Metode Box-Jenkins telah lazim digunakan sebagai metode peramalan data inflasi, sebagaimana dilakukan oleh Desvina & Desmita (2015) yang meramalkan indeks harga konsumen di Kota Baru, Hartati (2017) menggunakan model ARIMA untuk meramalkan pergerakan inflasi di Indonesia. Sementara itu, Teapon (2017) melakukan peramalan inflasi kelompok bahan makanan di Kota Ternate. Sedangkan untuk data luar negeri, Tabani (2019a) melakukan peramalan inflasi Norwegia dengan metode Box-Jenkins. Dengan menggunakan model terbaik ARIMA (2,2,2), inflasi di Norwegia diprediksikan akan meningkat sepanjang 1 dekade kedepan. Tabani (2019b) juga melakukan peramalan indeks harga konsumen di Singapura dengan metode Box-Jenkins.

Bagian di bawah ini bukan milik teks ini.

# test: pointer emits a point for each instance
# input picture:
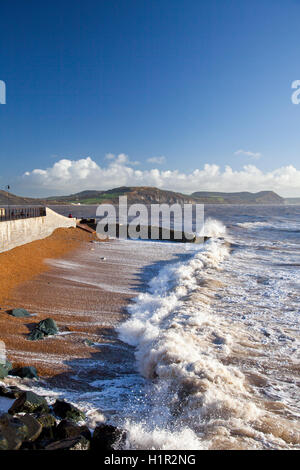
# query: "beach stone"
(29, 402)
(65, 410)
(25, 372)
(9, 441)
(77, 443)
(19, 313)
(44, 328)
(36, 334)
(5, 368)
(48, 423)
(106, 435)
(10, 392)
(68, 429)
(13, 428)
(34, 428)
(3, 442)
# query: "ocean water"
(214, 340)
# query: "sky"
(186, 95)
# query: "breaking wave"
(196, 397)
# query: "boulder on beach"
(25, 372)
(29, 402)
(5, 368)
(17, 430)
(107, 437)
(66, 410)
(49, 425)
(19, 312)
(44, 328)
(10, 392)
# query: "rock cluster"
(32, 424)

Dengan pertimbangan tersebut, dengan menggunakan Metode Box-Jenkins, tulisan ini bertujuan untuk melakukan peramalan inflasi di Kota Bandung dengan basis data 2017.01 – 2019.12. Uji Heteroskedastisitas juga dilakukan untuk mengetahui apakah perlu dilakukan estimasi dengan menggunakan metode GARCH, sebagaimana dilakukan oleh Santoso (2011). Hal tersebut didasarkan pada beberap kajian yang menunjukkan bahwa data inflasi rentan menghadapi masalah heteroskedastisitas (Santoso, 2011; Rukini, 2014).
METODE PENELITIAN
Data yang digunakan dalam penelitian ini adalah data inflasi umum yang dihitung dari data Indeks Harga Konsumen dan bersumber dari Badan Pusat Statistik Kota Bandung periode 2017.1-2019.12 dengan observasi data bulanan. Unit observasi adalah variabel inflasi bulanan (m-t-m) Kota Bandung
Alur Model Box-Jenkins dan Estimasi Model. Secara umum, terdapat 4 tahapan utama dalam pemodelan Box-Jenkins (Gujarati & Porter, 2009), yakni: Identifikasi. Tahapan ini bertujuan untuk menguji stasioneritas data dan penentuan nilai ordo yang sesuai, AR(p) dan MA
(q). Uji formal Augmented Dicky Fuller (ADF) Test akan digunakan untuk melihat stasioneritas data. Kemudian setelah mengetahui data yang digunakan stasioner atau tidak, langkah berikutnya adalah menentukan ordo yang sesuai. Untuk mengetahui nilai ordo yang sesuai dapat dilihat dari nilai fungsi Autocorrelation function (ACF) atau Partial Autocorrelation function (PACF). Selain itu, dalam tahapan ini Tabel korelogram dan nilai statistik ACF dan PACF juga dapat digunakan untuk mengetahui stasineritas data. Dengan dilakukannya tahap identifikasi, akan diketahui model estimasi yang sesuai ARIMA (p,d,q)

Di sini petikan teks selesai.